Throughout Fuentes’ novel, the fluid flow of the Spanish narrative is interrupted with the occasional, jarring appearance of English words or phrases. The first of these intrusions appears a few pages into the novel, when Artemio Cruz, on board a domestic flight from Hermosillo to Mexico City, looks up to see the illuminated English words “No smoking, Fasten Seat Belts” (La muerte… 16). The sudden appearance of English in the midst of the Spanish text acts as a red flag to the reader, who is thus alerted to the fact that Artemio’s position of privilege is the product of his complicity with a foreign intrusion into his country; air travel in Mexico, available only to the wealthy elite, is a luxury brought in by the gringos. In subsequent pages of La muerte…, the various trappings of the world of commercial luxury in which the Cruz family live are signalled with similar intrusions of English – as they play games of bridge (26), drive in their limousine (27), or confront a manager in an exclusive boutique who tells herself, “como decían los americanos the customer is always right” (26). And significantly, in a meeting with the US investors who seek to exploit Cruz’s status as a Mexican citizen to appropriate Mexican resources, another intrusion of English comes in Cruz’s frank self-description as a Mexican stooge for US imperialism: he is a front-man for the US investors (31). This network of foreign intrusions supports one of the framing narratives of the novel: the betrayal of the principles of the Mexican Revolution to US economic interests. Fuentes also alludes to the role of the gringos as the new colonizing power (successors to the Spanish Conquistadores) in a passage in the novel that plays with the vulgar Mexican Spanish verb chingar (generally translated in English with the vulgar equivalent “to f*ck”):

-Se chingaron al indio
-Nos chingaron los gachupines
-Me chingan los gringos
-Viva México, jijos de su rechingada: […] (La Muerte 179)

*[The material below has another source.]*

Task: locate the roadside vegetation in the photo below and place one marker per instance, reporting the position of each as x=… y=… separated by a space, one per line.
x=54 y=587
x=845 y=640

The stream of vulgarities acts as a kind of street-slang synopsis of Mexico’s history of victimization: the Indian was exploited, the Spaniards exploited us, the gringos are exploiting me. But in the translation, this is rendered as follows:

The Indians got f*cked, and the Spaniards f*cked us
I don’t like f*ckin’ gringos
Viva Mexico, you f*ckin’ f*cked up f*ckers […] (The Death 137)

The English translation breaks up the triad established in the original by combining the first two lines of the excerpt into a single line, and the use of the adverb form of the expletive in the second line (“f*ckin’”, which as an adverb in English loses its usual meaning to become merely an expression of disdain) destroys the pattern of exploitation altogether, and, even more significantly, inverts the role of the gringos, who are perpetrators of an assault in the Spanish original, but passive objects of contempt in the translation.

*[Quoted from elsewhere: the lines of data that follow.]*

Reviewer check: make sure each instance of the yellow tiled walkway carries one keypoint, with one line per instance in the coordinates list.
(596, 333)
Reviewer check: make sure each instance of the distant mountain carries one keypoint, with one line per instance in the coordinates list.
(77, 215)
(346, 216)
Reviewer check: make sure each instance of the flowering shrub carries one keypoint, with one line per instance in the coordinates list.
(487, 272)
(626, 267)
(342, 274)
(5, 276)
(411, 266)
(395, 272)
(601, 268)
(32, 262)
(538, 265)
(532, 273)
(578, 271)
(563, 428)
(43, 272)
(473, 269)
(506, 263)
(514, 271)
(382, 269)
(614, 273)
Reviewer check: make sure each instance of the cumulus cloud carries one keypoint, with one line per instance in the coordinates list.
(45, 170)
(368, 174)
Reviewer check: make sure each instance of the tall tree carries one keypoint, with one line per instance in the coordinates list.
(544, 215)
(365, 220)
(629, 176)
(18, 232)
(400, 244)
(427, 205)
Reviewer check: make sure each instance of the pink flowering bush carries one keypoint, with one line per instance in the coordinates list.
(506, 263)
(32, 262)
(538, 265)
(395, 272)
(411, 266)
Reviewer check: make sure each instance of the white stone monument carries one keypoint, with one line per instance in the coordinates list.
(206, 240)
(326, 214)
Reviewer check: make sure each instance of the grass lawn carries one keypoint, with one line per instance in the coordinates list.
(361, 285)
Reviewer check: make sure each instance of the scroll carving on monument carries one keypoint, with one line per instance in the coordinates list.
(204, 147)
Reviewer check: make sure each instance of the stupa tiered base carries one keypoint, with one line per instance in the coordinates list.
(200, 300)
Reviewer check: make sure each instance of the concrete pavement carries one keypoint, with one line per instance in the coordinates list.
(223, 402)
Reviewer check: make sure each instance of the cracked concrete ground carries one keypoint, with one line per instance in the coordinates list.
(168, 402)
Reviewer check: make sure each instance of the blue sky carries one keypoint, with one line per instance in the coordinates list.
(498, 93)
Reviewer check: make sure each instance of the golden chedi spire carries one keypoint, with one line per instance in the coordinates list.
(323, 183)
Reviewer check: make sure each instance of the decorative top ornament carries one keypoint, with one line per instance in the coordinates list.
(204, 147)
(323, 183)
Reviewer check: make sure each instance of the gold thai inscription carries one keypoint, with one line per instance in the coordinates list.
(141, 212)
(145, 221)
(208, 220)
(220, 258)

It would be rash to assert that this was a conscious strategy by the translator to silence the underlying anti-US sentiment in the original novel. After all, the problem of how to render the intrusion of English in a translation into English is not easy to resolve, and without information on the translation process (Hileman, like many translators of his generation and in keeping with US expectations of “translator invisibility”, did not write a translator’s preface for The Death of Artemio Cruz and appears to have published no articles elucidating his translation praxis), we cannot know whether Hileman simply overlooked the question of the English phrases altogether, or took a conscious decision not to address the issue, or perhaps even proposed a solution that was vetoed by the publisher.

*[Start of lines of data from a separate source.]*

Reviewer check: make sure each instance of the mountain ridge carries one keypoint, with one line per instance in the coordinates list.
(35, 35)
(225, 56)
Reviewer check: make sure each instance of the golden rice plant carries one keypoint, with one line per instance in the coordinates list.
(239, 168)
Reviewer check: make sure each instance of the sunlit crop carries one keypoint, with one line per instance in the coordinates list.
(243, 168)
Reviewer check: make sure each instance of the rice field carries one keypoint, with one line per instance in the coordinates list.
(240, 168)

What we do know is that the decision, whether conscious or not, effectively silences one of the narratives framing the novel. In this respect, it is significant to note that responses in the English-speaking world to The Death of Artemio Cruz rarely take up a central theme discussed in critical analyses of La muerte de Artemio Cruz in Mexico: the protagonist’s betrayal of his nation by “accepting and facilitating a new foreign colonization: that of US imperialism” 29, my translation. Instead, responses by US critics to The Death of Artemio Cruz have tended to focus on the novel’s “depiction of the political corruption of a revolutionary ‘caudillo’” (Rostagno 121), while eliding the question of US involvement in facilitating that corruption. In the original New York Times review of the novel, published in May 1964, Mildred Adams suggested that the political message of the novel was that the promises of the 1911 Revolution have been “betrayed by those who made them”, with Artemio Cruz standing as a “hero-villain” archetype of the “hard-fisted exploiter”, but Cruz’s status as a stooge for US exploitation is absent from her quite detailed analysis. Even literary scholar Harold Bloom suggests that the novel essentially “laments Mexico’s self-betrayal” (2), implying that the corruption and exploitation depicted in the text is an entirely domestic affair, and synopses of the novel in US encyclopaedic publications generally describe it as a critique of the failure of the Mexican Revolution, with no reference to its depiction of the role of US influence in that failure (see, for example, Magill 730; Melville Logan et al 517).

In 1991, a re-translation of The Death of Artemio Cruz by Alfred MacAdam was published by the Noonday Press, perhaps in response to the criticisms of “insensitive restructuring” of Hileman’s translation. Unfortunately, in this new translation the question of the intrusion of English phrases remains unaddressed, and although the translation of the “chingar” passage quoted above is slightly stronger (“the gringos give me a f*cking headache”, 136), it still fails to convey the suggestion of Mexico’s victimization by the gringos as conveyed in the source text. Thus, six decades after his death, Artemio Cruz’s English voice continues to keep mum on a point that he seems so insistent upon in his native Spanish.

3 thoughts on “Silencing the Source Text: The Curious Case of Artemio Cruz

  1. Interesting article, Martin. I wonder, what would you suggest as a solution to the problem of representing the eruptions of English in the Spanish text of the book in the English translation? Perhaps the translator simply couldn’t find a solution?

  2. Thanks for your comment, Brian. One possible solution to the problem of representing the English interruptions can be found in Robert Guy Scully’s English translation of Réjean Ducharme’s 1973 novel “L’Hiver de force” (English title “Mild to Wild”). Scully flags the instances of English intrusion in this Quebecois novel with asterisks, together with a translator’s note to explain their significance. Of course, commercial publishers often frown on the use of footnotes, but given that Fuentes’ novel has become a popular text for academic study, annotations like these could have been justified for the 1989 re-translation. But it would seem that the widespread aversion to reminding the reader that he/she is reading a translation prevailed.